Henry Berger

CAPTAIN HENRY BERGER

Pottsdam-born Henrich Wilhelm Berger was named Father of Hawaiian Music by Queen Lilioukalani. Berger first came to Hawaii at the command of Kamehameha V in June 1872 and ordered to turn a dozen local musicians into a royal band. He not only did so, he expanded the band and toured the mainland. After a brief trip back to Germany in 1876, he returned and became a Hawaiian subject. He is credited with keeping Hawaiian music alive in difficult times, organizing bands at prisons, schools, teaching at Kamehameha and serving as organist at Kawaiahao church for 15 years.

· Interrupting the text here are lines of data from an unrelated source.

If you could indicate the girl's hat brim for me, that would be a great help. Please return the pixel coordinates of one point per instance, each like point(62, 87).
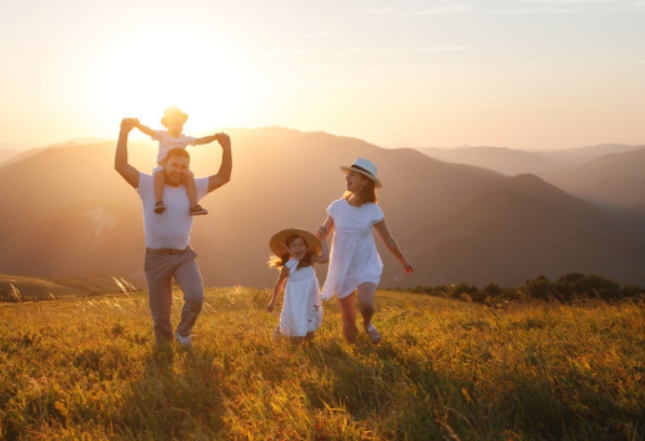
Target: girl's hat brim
point(278, 241)
point(367, 174)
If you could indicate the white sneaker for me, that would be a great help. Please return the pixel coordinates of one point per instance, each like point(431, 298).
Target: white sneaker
point(184, 341)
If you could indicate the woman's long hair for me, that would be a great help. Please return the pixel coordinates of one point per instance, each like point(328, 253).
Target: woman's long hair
point(368, 194)
point(279, 261)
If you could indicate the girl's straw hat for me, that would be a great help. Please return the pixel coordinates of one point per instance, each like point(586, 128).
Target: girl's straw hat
point(366, 168)
point(278, 241)
point(173, 113)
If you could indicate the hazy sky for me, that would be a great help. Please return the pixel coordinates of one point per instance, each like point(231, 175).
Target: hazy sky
point(530, 74)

Noting that Hawaii needed a national anthem, he supervised a contest, but no suitable entries were received, so he wrote music to lyrics by King Kalakaua and 'Hawaii Ponoi' was born. He also wrote the first finished manuscript of 'Aloha Oe' for the Queen. He came up with the idea of having his band greet passenger ships, inaugurating a tradition that lived for a century. He organized numerous bands, orchestras and string quartets (introducing them and the double bass to Hawaii) and what would become the Honolulu Symphony Orchestra. He also performed over 500 times at the Royal Hawaiian. He is credited with composing and arranging over 275 Hawaiian songs and more than 1000 other songs, as well as writing down numerous mele and chants for the first time.

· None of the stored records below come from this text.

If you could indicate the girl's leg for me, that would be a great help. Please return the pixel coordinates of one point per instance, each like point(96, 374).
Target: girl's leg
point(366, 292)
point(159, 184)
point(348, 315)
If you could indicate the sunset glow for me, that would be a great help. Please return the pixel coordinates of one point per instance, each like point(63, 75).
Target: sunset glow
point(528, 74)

George Kanahele says, "Henry Berger's impact on Hawaiian music was greater and more lasting than that of any other single individual." Berger called the music of Hawaii when he arrived "hauntingly beautiful," but was shocked that, other than a few hymns, none of it was written down. He not only wrote down every single Hawaiian melody he heard, he arranged them for the Royal Hawaiian Band and published many of them. He also translated the Italian lexicon of music into Hawaiian, a language he learned soon after his arrival. His Germanic origins made it difficult for him to pronouce the soft 'w' in both English and Hawaiian and is partly responsible for the harder 'v' sound still heard in Hawaiian words. He retired in 1915 and died in 1929. The Royal Hawaiian Band played for Berger's birthday every year and after his death, mounted memorial concerts in his honor which continue today.


Biographical material from George Kanahele, Hawaiian Music and Musicians (University of Hawaii, 1979) and Tony Todaro, The Golden Years of Hawaiian Entertainment (Tony Todaro Pub., 1974).